«Siete delle merde? Uno sfogo verso tutti i giornalisti. Quel giorno ero un po’ nervoso», «Vi spacco la testa? Intendevo musicalmente». Ammissioni, giustificazioni e qualche «non ricordo», hanno caratterizzato l’ultima udienza del processo per diffamazione e minacce in cui sono imputati i cantanti neomelodici Filippo Zuccaro – noto come Andrea Zeta – e Vincenzo Niko Pandetta. Entrambi sono finiti alla sbarra per la reazione alla pubblicazione, da parte di questa testata, del reportage Catania canta come Napoli. Un video risalente al 3 gennaio 2018, consultabile nell’archivio online, in cui si raccontava il panorama della scena musicale neomelodica a Catania. Nel lavoro venivano citate le parentele dei due cantanti: Pandetta è nipote del capomafia Turi Cappello, a cui ha intitolato il brano Dedicato a te, mentre Zeta è figlio di Maurizio Zuccaro, boss dei Santapaola-Ercolano. Dopo la pubblicazione del video i due cantanti presero di mira la cronista Luisa Santangelo e la testata MeridioNews, nella persona della direttrice del quotidiano Claudia Campese. Insulti e minacce rimarcati con messaggi privati e durante una diretta Facebook.
In aula, dopo l’udienza dello scorso novembre in cui sono state sentite le parti offese, è toccato ai due imputati rispondere alle domande di avvocati, presidente e pm. Pantaloni Gucci, maglia Stone Island e occhiali da vista, Pandetta è stato portato in udienza da due agenti della polizia penitenziaria. Il cantante al momento sta infatti scontando una condanna definitiva per spaccio di droga. «Siete delle merde? L’ho detto, ma era uno sfogo di un’artista rivolto in generale a tutti i giornalisti», spiega ai legali delle giornaliste, Sergio Ziccone per Campese e Goffredo D’Antona per Santangelo. «Le mie non erano minacce, io intendevo in senso legale», continua Pandetta che però, come sottolineato dallo stesso imputato, non ha mai querelato MeridioNews. «Non ricordo di avere detto di volere “scippare la testa” – continua – Forse era una cosa detta in generale». «Loro hanno fatto un servizio senza essere autorizzati da me – conclude – E mi sono sentito offeso perché offesero la mia famiglia di sangue».

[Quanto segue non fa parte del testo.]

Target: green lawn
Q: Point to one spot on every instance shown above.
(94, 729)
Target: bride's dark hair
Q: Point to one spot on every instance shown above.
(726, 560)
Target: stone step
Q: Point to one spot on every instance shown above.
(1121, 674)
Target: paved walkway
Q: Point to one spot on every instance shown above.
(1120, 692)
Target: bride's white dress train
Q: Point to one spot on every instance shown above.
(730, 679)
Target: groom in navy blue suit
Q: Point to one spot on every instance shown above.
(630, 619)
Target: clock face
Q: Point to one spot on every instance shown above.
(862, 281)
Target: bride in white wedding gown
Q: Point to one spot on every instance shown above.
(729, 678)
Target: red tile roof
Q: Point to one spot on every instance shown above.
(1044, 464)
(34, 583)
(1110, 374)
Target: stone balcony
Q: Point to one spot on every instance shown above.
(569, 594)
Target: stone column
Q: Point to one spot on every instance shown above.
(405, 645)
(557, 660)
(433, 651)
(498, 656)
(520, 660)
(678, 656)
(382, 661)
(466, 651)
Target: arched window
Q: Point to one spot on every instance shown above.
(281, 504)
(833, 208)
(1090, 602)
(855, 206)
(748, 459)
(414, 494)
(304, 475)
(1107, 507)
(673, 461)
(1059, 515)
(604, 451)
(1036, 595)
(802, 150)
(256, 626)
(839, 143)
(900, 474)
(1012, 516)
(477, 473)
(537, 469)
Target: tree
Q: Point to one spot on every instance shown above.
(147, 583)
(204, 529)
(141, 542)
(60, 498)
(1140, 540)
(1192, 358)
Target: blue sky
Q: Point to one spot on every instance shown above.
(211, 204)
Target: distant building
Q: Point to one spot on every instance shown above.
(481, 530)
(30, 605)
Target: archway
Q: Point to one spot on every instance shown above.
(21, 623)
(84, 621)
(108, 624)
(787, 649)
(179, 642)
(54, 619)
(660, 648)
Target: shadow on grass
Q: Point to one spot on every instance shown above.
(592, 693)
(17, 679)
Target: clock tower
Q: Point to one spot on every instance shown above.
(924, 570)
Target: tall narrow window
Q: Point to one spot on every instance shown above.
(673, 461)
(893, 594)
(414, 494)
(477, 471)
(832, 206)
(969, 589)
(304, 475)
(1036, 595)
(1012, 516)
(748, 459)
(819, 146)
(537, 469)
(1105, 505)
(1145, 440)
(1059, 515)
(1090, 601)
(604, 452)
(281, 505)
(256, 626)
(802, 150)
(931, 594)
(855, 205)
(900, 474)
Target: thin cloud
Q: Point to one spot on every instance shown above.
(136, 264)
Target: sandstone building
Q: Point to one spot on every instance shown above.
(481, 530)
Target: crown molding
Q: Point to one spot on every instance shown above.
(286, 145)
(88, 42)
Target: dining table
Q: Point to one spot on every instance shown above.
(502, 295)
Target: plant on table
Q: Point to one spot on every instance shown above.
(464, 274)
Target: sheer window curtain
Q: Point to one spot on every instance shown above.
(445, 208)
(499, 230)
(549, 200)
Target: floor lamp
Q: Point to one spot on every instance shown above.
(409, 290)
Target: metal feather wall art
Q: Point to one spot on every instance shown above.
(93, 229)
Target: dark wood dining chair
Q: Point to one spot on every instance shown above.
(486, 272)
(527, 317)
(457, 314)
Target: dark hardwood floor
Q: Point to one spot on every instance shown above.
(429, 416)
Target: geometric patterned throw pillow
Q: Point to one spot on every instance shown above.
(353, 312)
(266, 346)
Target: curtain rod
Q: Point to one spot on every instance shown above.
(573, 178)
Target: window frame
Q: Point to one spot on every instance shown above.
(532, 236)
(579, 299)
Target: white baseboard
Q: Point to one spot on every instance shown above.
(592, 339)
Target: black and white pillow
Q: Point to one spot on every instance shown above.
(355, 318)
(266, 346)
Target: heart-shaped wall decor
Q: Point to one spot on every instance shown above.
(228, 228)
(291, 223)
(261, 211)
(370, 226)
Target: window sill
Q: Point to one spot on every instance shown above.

Subito dopo è toccato a Zeta. «Io non ho insultato – sostiene – Diciamo che l’ho presa un po’ male». Poche ore dopo la pubblicazione del reportage, il cantante aveva contattato il quotidiano attraverso messaggi: «Spero di non incontrarvi mai, tanto riconosco i vostri volti tramite Facebook» oltre all’invito ad aprire «un hot club, così le porcate le fate lì». «Vi sputerei in faccia? È un modo di dire, l’ho pensato e l’ho detto», spiega in aula, aggiungendo anche che la frase «Vi spacco la testa era da intendere in senso musicale». «L’hot club? Una cosa stupida, detta così. Poi io comunque mi sono scusato perché sono una persona intelligente», conclude. Rigettata, invece, la richiesta degli avvocati dei due cantanti – Salvo Centorbi per Zuccaro e Maria Chiaramonte per Pandetta – di sentire un secondo agente della polizia postale che ha condotto gli accertamenti sul carteggio online. Prima dei cantanti c’era già stata la testimonianza dell’assistente Raffaele Marco Caltabiano che si è occupato di redigere l’annotazione di servizio sui profili Facebook utilizzati per inviare messaggi alla redazione.
Alcuni momenti della giornata in aula di Pandetta sono finiti immortalati con video e foto (anche all’interno dell’aula) poi pubblicati sul suo profilo Instagram. Prima dell’udienza chi cura la pagina social aveva annunciato la presenza del cantante nel capoluogo etneo: «Domani mattina Niko si troverà presso il tribunale di Catania per un processo». Ad attenderlo c’erano la mamma, il fratello e un amico di vecchia data. A processo concluso, Pandetta è stato immortalato in una foto all’esterno dell’ex pretura di via Francesco Crispi, pubblicata in una storia con la scritta «Chi non commenta è complice dello Stato». In contemporanea, un video dall’alto – anche questo pubblicato su Instagram – fissa il momento dei saluti con la madre. Infine, un breve filmato in aula e la foto di Pandetta seduto a testimoniare, con una scritta a corredo: «Fate bene a temere una mia sovraesposizione mediatica – si legge – In natura vince il più forte, vi battiamo anche con le mani incatenate. Il tempo è galantuomo e mette tutto a posto e la guerra la vince chi sa aspettare».